Chronicles of the Tessilari: Book I

Robin Stephen

 

text copyright © 2015 Robin Stephen
Deutschendorf

 

robinstephen.com

 

All rights reserved. No part of this
publication may be reproduced, distributed, or transmitted in any
form or by any means, including photocopying, recording, or other
electronic or mechanical methods, without the prior written
permission of the publisher, except in the case of brief quotations
embodied in critical reviews and certain other noncommercial uses
permitted by copyright law. For permission requests, please contact
the publisher.

 

PRINT ISBN: 978-0692498385

EBOOK ISBN: 978-0-9844912-5-4

 

Cover design by Robin Deutschendorf

 

 

 

 

Brown Wing Press

Iowa City, IA

brownwingpress.com

First Brown Wing Press Digital Edition

 

for my parents, for always
supporting my wildest dreams

 


Principal Frane and Dean Balist strode
through the thriving quad. Sunlight fell on their faces, glinting
off the silver threads spun into their robes. Around them, the
academy was alive with life. Flowering brillbane grew along every
walkway, attracting tessili to dart around the blooms like bright,
delicate jewels.

Balist walked with his hands clasped behind
his back, feeling pleased with his surroundings.
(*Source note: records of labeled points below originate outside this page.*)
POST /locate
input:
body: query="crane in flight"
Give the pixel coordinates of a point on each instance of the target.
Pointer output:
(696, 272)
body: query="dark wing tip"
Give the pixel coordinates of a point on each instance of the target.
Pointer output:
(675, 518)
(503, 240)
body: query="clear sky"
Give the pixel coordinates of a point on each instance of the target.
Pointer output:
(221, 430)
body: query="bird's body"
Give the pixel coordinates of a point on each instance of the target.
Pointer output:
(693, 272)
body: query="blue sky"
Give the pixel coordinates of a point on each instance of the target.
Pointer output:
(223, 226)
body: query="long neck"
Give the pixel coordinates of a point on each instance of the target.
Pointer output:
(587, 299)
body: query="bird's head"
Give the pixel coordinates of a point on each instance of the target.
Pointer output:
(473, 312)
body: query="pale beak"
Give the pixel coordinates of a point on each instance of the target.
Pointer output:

Surely, the campus
had not been so well-tended in centuries. Ever since he’d risen to
his current station in Masadon and thus inherited the dean’s
position ten years before, he’d seen the gardens here attended to
with particular devotion. And it showed.

The two men reached the murmuring central
fountain. Balist paused for a moment to regard the shimmering
shapes of the golden fish that shifted beneath the dancing surface
of the water.

In the distance, three girls sat on one of
the lawns. Their long skirts pooled around them like spilled milk.
As Frane and Balist stood looking on, one of the girls said
something. The other two burst into bright laughter. Balist, too
far away to have heard the joke, found himself smiling along with
them anyway.

Frane, at Balist’s elbow, spoke. “That’s the
one, sir. The one in the middle. I mentioned her in my report.”

Balist felt the smile leave his face. The
sun, warm and pleasant a moment before, suddenly seemed overly
bright. He shielded his eyes with one narrow hand. “Frane,” he
said, “I spoke with Nylan. He disagrees with you. He told me she’s
our best. An early graduation for her would be a loss for the
academy. Six more months won’t make such a difference.”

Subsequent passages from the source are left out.